We’re not big fans of jargon and PR speak on this blog, and we did round up some of our least favourite words and phrases a few years ago. 

We also have a banned words and phrases section in our blog style guide, which aims to keep godawful phrases like ‘paradigm shift’ and synergies’ off the pages of this blog. 

People keep coming up with this guff though, so I’ve listed some further crimes against the English language… 

In no particular order… 

Fanbassador: A fan of a brand who acts in an ambassadorial way. (Thanks to @CraigLeGrice for this one). 

Shoptimization: how apps can be used to optimise the in-store shopping experience for the consumer, usually by reducing costs.

Digi-tail: augmented reality and other digital stuff in-store to boost the shopping experience.

Wearable multitasking: “Watches that socially connect, work as credit cards and have games on them” – basically, wearable technology.

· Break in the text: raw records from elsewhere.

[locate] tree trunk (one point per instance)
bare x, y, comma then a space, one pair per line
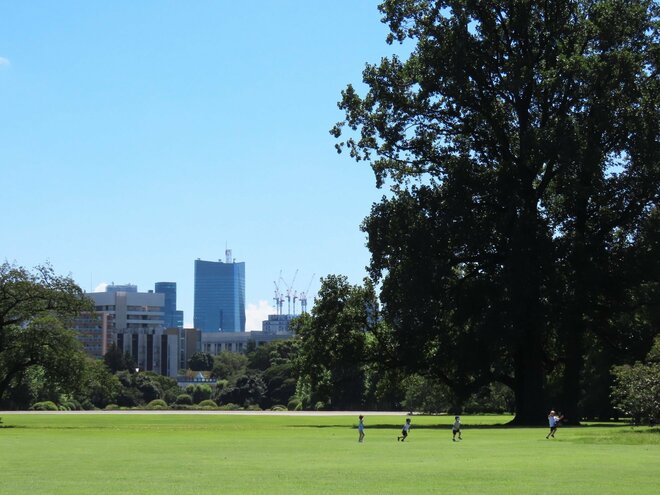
527, 320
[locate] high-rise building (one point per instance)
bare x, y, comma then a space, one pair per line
220, 295
170, 317
133, 321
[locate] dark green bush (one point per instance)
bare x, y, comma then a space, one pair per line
44, 406
157, 404
184, 400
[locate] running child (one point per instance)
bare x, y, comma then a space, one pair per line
404, 431
361, 428
553, 423
456, 429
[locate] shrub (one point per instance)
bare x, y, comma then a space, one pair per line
184, 400
157, 404
44, 406
201, 392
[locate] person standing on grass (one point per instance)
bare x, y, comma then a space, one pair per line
553, 422
361, 428
456, 429
404, 431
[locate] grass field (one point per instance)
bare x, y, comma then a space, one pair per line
235, 454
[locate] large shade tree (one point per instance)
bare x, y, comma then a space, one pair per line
35, 310
519, 141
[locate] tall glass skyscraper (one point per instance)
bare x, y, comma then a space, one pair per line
169, 290
219, 295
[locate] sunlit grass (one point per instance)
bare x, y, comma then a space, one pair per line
200, 454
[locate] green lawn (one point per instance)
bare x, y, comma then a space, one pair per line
230, 454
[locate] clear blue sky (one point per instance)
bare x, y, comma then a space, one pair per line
137, 136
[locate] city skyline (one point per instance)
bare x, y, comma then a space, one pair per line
140, 137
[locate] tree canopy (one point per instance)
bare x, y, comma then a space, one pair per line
35, 311
519, 141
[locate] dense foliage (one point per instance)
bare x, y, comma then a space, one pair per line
518, 243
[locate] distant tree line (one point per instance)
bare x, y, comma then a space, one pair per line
344, 355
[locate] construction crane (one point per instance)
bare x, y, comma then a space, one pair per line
279, 299
290, 291
303, 296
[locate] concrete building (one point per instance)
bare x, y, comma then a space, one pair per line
93, 331
121, 288
217, 342
277, 324
219, 295
135, 325
171, 317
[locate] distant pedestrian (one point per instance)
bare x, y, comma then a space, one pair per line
553, 423
456, 429
404, 431
361, 428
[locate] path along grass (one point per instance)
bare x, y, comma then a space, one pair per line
229, 454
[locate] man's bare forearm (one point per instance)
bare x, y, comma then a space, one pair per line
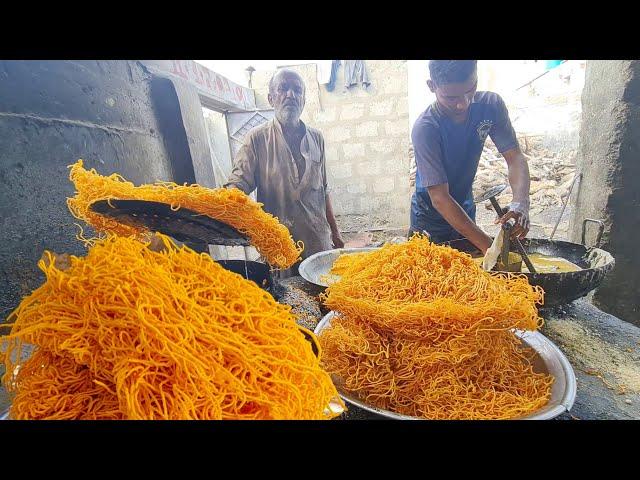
518, 172
460, 221
330, 217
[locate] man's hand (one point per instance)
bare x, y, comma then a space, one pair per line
337, 240
519, 211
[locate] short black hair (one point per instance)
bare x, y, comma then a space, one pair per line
451, 71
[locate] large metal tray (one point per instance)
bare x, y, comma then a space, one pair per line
549, 360
319, 264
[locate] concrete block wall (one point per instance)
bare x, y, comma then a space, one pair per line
608, 159
367, 138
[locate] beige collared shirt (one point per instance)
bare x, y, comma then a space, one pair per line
264, 162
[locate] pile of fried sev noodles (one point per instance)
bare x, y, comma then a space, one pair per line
423, 331
231, 206
130, 332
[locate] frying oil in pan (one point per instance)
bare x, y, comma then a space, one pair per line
545, 264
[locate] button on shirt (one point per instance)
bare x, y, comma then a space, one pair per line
265, 162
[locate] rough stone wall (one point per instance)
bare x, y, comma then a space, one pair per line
367, 139
51, 114
609, 159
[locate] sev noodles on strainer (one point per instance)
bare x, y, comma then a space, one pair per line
127, 332
231, 206
424, 331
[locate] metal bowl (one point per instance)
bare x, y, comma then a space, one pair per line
319, 264
549, 359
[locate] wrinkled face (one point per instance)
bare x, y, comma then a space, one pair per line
287, 97
455, 98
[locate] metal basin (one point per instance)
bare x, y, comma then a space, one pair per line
549, 359
319, 264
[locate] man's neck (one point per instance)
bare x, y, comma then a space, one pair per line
292, 128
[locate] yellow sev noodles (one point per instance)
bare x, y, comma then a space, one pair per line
423, 331
131, 333
231, 206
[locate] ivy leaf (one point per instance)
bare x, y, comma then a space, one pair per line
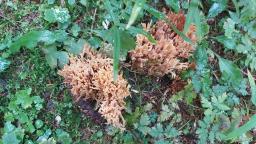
4, 64
217, 8
253, 87
230, 71
57, 14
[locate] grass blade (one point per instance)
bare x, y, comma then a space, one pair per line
116, 52
135, 12
253, 87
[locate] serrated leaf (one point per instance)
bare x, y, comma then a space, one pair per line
139, 4
63, 137
230, 71
253, 87
228, 43
229, 27
216, 8
243, 129
162, 16
57, 14
156, 131
24, 98
50, 1
62, 58
55, 58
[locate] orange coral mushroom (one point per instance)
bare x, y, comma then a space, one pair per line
170, 51
91, 77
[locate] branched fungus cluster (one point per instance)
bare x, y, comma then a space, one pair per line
90, 76
170, 53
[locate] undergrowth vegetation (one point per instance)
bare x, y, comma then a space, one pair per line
162, 71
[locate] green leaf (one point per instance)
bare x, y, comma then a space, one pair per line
227, 42
217, 8
194, 16
174, 4
162, 16
75, 29
39, 124
6, 42
136, 30
229, 27
23, 98
144, 120
95, 42
230, 71
63, 137
57, 14
71, 2
139, 4
50, 56
243, 129
84, 2
30, 40
50, 1
4, 64
117, 46
55, 58
74, 47
253, 87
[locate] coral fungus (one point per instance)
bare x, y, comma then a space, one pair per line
91, 77
169, 55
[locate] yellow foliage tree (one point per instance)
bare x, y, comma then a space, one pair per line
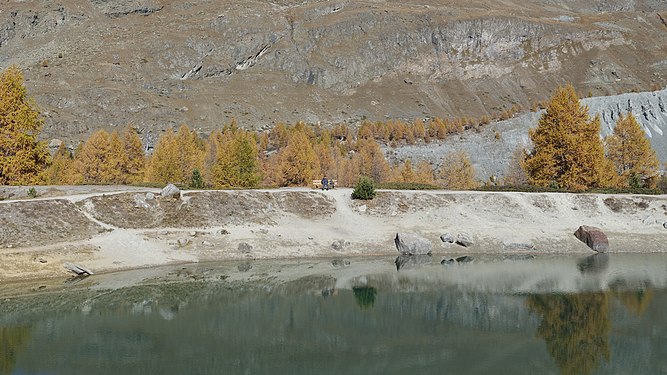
515, 175
176, 157
575, 329
23, 159
62, 169
12, 341
237, 163
457, 172
567, 149
634, 160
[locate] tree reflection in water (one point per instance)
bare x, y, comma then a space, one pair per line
365, 297
575, 328
12, 340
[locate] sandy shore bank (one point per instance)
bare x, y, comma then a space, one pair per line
110, 229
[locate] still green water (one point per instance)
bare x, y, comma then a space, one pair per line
559, 315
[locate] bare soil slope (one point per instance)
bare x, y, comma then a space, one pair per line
160, 63
127, 230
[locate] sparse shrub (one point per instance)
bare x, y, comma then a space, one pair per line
365, 296
662, 184
364, 189
407, 186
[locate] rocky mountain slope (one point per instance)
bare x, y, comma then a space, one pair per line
160, 63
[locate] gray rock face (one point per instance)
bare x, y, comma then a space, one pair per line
490, 155
77, 269
171, 191
339, 245
245, 247
355, 59
458, 260
593, 237
412, 244
463, 239
447, 238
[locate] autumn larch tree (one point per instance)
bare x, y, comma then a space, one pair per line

Fashionizing: making normal objects fashionable. Diet Coke being branded with Jean Paul Gaultier was an example.

Shoppertainment: “new brand experiences and memorable entertainment” in-store and online, such as IKEA holding a slumber party.

Mocial: Yes, it’s mobile and social. 

Data is the new (soil): A bastardisation of Gerd Leonhard’s phrase, explained here. Someone actually used this (skip to 6:50 in this video). “Data is the new soil..in which our ideas will grow”. Pass me the bucket…

Phablet: basically, big smartphones which aren’t quite tablets. Do we really need a word for this?  

Pivot: when a startup decides that a change of business model is needed. 

Value add: or, in plain English, added value. 

Omnichannel: yes, we’ve used this word on the blog, but what’s wrong with multichannel?

Learnings: as in lessons learned. Learnings isn’t a word.  

Reach out: commonly used by PRs. “I’m reaching out to you with the news that…”

Swim lane: a phrase for a person’s area of responsibility within a business.